AUGUSTA — Gov. Paul LePage denied on Tuesday that he told donors at a GOP fundraiser that President Barack Obama “hates white people.”
The governor’s administration has refused to talk to the Bangor Daily News about the alleged comments and said the governor had spoken with reporters around noon. A video posted Tuesday by WCSH, the Portland NBC affiliate, showed the governor leaving his office and brushing reporters off.
“I never said that, and you guys are all about gossip,” LePage said in the video.
Someone who attended the event told the BDN on Monday that the governor made the comment during remarks critical of the Affordable Care Act, the president’s health care reform law, at a party fundraiser in Belgrade on Aug. 12.
“It was a typical, off the cuff, off the script, Paul LePage comment,” one attendee, who preferred to remain anonymous because of fear of political reprisals, told the Bangor Daily News on Monday.
LePage’s alleged statement about Obama also was confirmed by two Republican lawmakers who were at the event, according to the Portland Press Herald, which first reported the allegation.
Sources close to the governor have avoided questions about whether LePage made the statement. LePage’s spokeswoman, Adrienne Bennett, and communications director, Peter Steele, on Tuesday refused to answer questions about the remarks.
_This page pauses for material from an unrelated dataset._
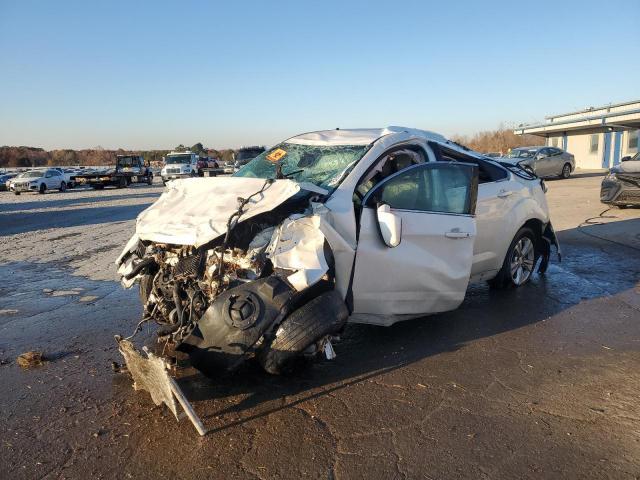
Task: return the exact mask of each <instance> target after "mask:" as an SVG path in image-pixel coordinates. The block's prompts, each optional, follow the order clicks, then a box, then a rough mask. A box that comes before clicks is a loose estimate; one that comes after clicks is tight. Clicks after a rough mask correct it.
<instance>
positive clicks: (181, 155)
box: [160, 151, 200, 184]
mask: <svg viewBox="0 0 640 480" xmlns="http://www.w3.org/2000/svg"><path fill="white" fill-rule="evenodd" d="M199 159H200V157H199V156H198V154H197V153H193V152H189V151H187V152H171V153H170V154H168V155H167V156H166V157H165V158H164V167H162V170H161V171H160V176H161V177H162V183H164V184H166V183H167V182H168V181H169V180H175V179H176V178H186V177H197V176H198V160H199Z"/></svg>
During an appearance on The WGAN Morning News on Tuesday morning, LePage political adviser Brent Littlefield — who was not at the fundraiser — worked hard to avoid saying whether the governor made the statement. He also would not say whether he had asked the governor directly about the comment, although he was pressed repeatedly by the show’s hosts. Littlefield told the Bangor Daily News on Monday that he was “not aware of any specific comments” made by the governor.
The GOP fundraiser also was meant to serve as a welcome party for Rick Bennett, newly elected chairman of the State Republican Party.
Bennett has confirmed the governor spoke about the president and about race.
“[LePage] said President Obama had an opportunity to unify the country on race, but didn’t do anything,” Bennett said Monday. When asked whether the governor remarked about the president and white people, Bennett said, “I didn’t hear that.”
Other attendees interviewed by the BDN said they didn’t hear the governor say anything offensive but also said they were not present for all the governor’s comments.
“I never heard him say anything like that,” said Lisa Fortier, who hosted the fundraiser at her home with her husband, John. “I was in the kitchen. I was feeding everybody. I never heard the comment that people say he made.”
Also present at the party was Maine House Minority Leader Kenneth Fredette, R-Newport, who said he was “in-and-out” of the fundraiser and didn’t hear the comment in question.
Most other lawmakers remained quiet on the issue. Representatives for Maine’s Republican lawmakers said legislators would refrain from commenting on what may or may not have happened at a private event.
“This was at a private fundraiser, said in someone’s home, and we’ll have to refer to the governor’s office about what was said,” said Jim Cyr, spokesman for Maine Senate Republicans, on Tuesday. “I think the setting matters. This was in somebody’s home in an event that wasn’t open to the public.”
David Sorensen, spokesman for Maine House Republicans, also said those legislators “would not comment on unsourced remarks.”
Meanwhile, some Democrats called on the governor and their Republican counterparts to speak up.
“There’s a lot of good Republicans who need to screw up a little courage,” said state Democratic Party Chairman Ben Grant. “We don’t need further condemnation of Paul LePage. That’s happened in great volume over the past three years, but it’s time for others to stand up and say, ‘This is not who we are.’ I think it would be great to see that from the GOP.”
It would not be the first time the governor had made controversial comments involving Obama. During the 2010 gubernatorial campaign, LePage told a group of fishermen that if he were elected, “You’re going to be seeing a lot of me on the front page, saying ‘Governor LePage tells Obama to go to hell.’”
In 2011, shortly after LePage’s inauguration, he told the NAACP and other critics to “kiss my butt” after the group criticized the governor for not attend a ceremony commemorating Martin Luther King Jr.